We finished eating and were leaving the restaurant when a hostile finger was pointed towards me.
“Disgusting! You!”
I was astonished by such rudeness.
“Me? Why?”
I was clueless, and no one bothered giving me an explanation. It was later that I learnt you’re only supposed to eat with your right hand; the left hand is used for other purposes since they do not have toilet paper in this part of the world. It made sense, yet I found it surprising since they don’t seem to care much about sanitation conditions otherwise. I am left-handed so of course it was natural for me to eat with this hand.

Is life just a big coincidence? I sat down on the dirty ground across the railway stop, just like many other Indians. An odd thing for me to do, but I needed to think. People stared at me and probably thought I was too well dressed to be wasting time on the street. I guess my clean khaki-shorts, t-shirt and sandals put me in a different category from the street people. I closed my eyes for a moment and tried again to recapture that moment, twenty years earlier, of being left alone on the streets, but it was deleted from my consciousness. How on earth had I survived? I looked at a man sitting three feet away from me, a disillusioned man, around thirty, with an empty bowl beside him. I felt compassionate and wondered what he was thinking. How to find energy to retrieve a new bowl of rice tomorrow? He sat only three feet away from me, so close and yet so distant. It hadn’t always been like that. That could have been me sitting there. Or Kathy.

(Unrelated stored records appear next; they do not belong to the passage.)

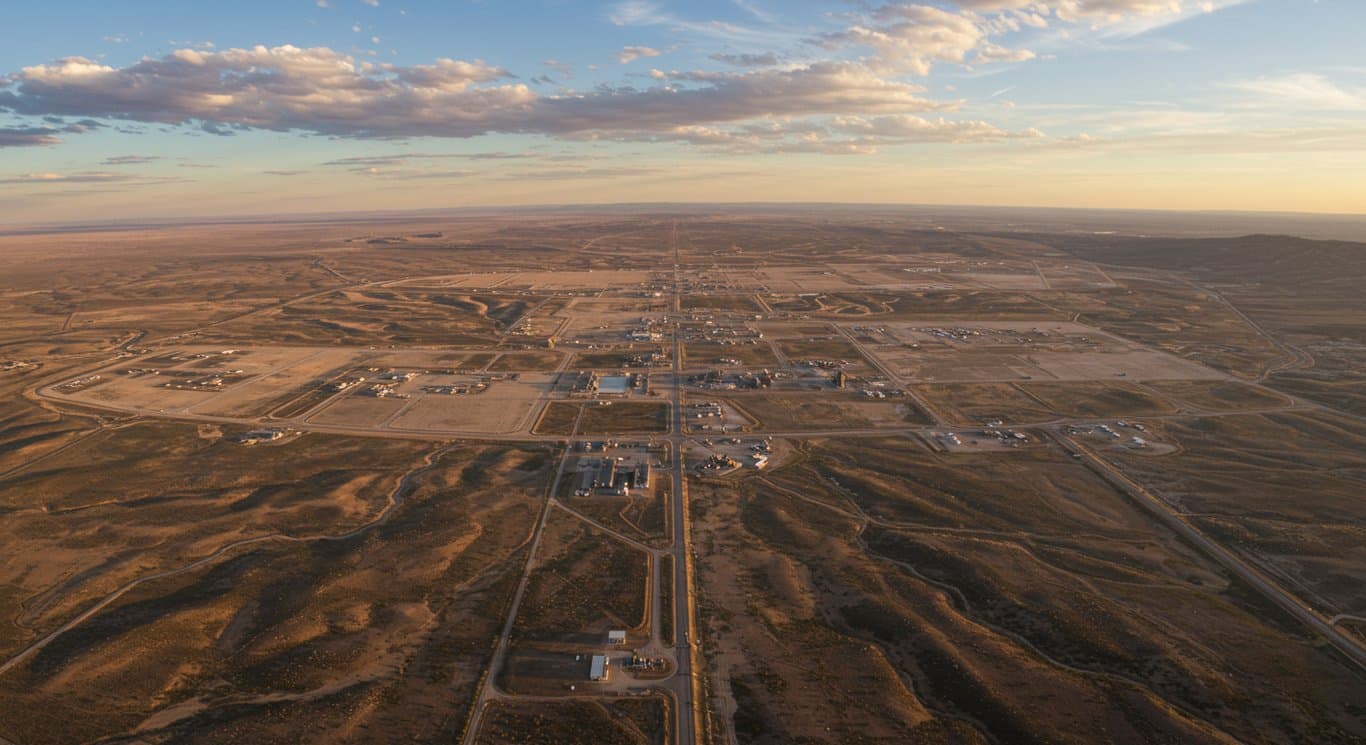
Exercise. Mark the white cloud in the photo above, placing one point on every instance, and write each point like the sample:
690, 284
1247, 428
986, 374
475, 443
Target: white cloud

I thought about Kathy and our recent visit to the orphanage where she had been cared for as an infant. I was surprised to suddenly see another side of the girl I thought I knew so well. A fragile and vulnerable side that was in contrast to the normally so composed and strong person I had gotten to know. But the endless lines of cribs, crying babies, and bottles hanging from the cribs were simply too much. The caretaker explained to us that they didn’t have enough people to feed all the babies, so the ones who weren’t able to grab the bottles themselves, died. It was hard to grasp, but it was harder to see Kathy break down in there. Afterwards, Kathy had revealed how sorry she felt for herself, as a baby. Sorry for the little infant, abandoned in a ditch to die. Sorry for having spent so much time in an orphanage before being chosen. It surprised me, as she had always sounded so disconnected from this incident. So objective, as if it been someone else. Who would she have been if she had stayed with her family?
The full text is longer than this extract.